Mississippi's timber industry is holding steady this year from 2014 as both the U.S. housing market and the demand for lumber continue to improve gradually.
State average stumpage prices for hardwood sawtimber declined sharply in the second fiscal quarter of 2015 from the first quarter, while pine sawtimber prices increased. Hardwood sawtimber is down compared to a year ago, while pine sawtimber is slightly higher.
Prices averaged $25 per ton for pine sawtimber, $14 per ton for pine chip-n-saw and $8 per ton for pine pulpwood. Mixed hardwood sawtimber sold for $33 per ton, while hardwood pulpwood averaged $9 per ton.
James Henderson, associate professor of forestry with the Mississippi State University Extension Service, said pine sawtimber prices vary widely across the state depending on location, but current overall averages are hovering near where they were at this time in 2014 despite increased demand.
"We have more standing timber in the state now than we did before the Great Recession started in 2006," Henderson said. "Increased supply will keep downward pressure on prices."
Home construction is a primary barometer of the health of the forest products industry. According to data from the U.S. Census Bureau, housing starts across the country in July climbed to their highest rates in almost eight years.
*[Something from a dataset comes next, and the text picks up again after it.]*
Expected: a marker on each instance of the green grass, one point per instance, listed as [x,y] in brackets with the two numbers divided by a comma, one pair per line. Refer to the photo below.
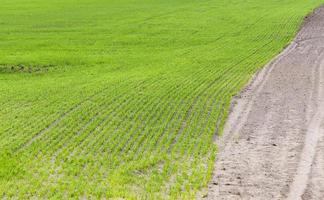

The 0.2 percent increase -- an annual rate of 1.21 million houses—includes a 12.8 percent month-over-month uptick. Multi-unit starts fell 17 percent. Both rates are out of step with the trend commonly seen since the recession.
"Multi-family housing starts have performed better since the recession than single-family starts because economic factors drove a lot of people to be more comfortable renting a home than buying one," Henderson said. "They were gun-shy when it came to the financial commitment of a mortgage."
David Jones, Extension forest products specialist and associate professor in the MSU Department of Sustainable Bioproducts, said while timber production and stumpage prices have plateaued since the spring, he expects increases as fall approaches.
"We saw large increases in March, April and May before slowing down in June, but it wasn't as severe of a drop-off as we've seen in recent years," Jones said. "We're in much better position now than we were at this time last year."
Jones said timber buyers are asking paper mill companies in Mississippi and the Southeast for more material to ship abroad.
"That's a positive thing because they’re seeing us as an excellent supplier of timber," he said. "The increase in exports has helped take care of some of the slack we've seen in the last couple of months."
Periodic, slow rains that provide trees adequate moisture are ideal weather conditions for timber stands, while excessive rain for long periods of time, along with storms producing high winds, are problematic. Jones said weather has not affected harvesting so far in 2015 despite a wet spring.
"Weather has had a lower impact compared to previous years when we couldn't get as much timber out of the woods," he said. "The mills have had an adequate surplus built up to get through times when we've had rainy weather."
Forestry is Mississippi's No. 2 commodity behind poultry and eggs. Timber products saw a 13.8 percent increase in value, driven by an improvement in housing starts. At $1.28 billion in 2014, the state’s forest harvest value has increased 48 percent since 2009, when the recession began to affect the industry.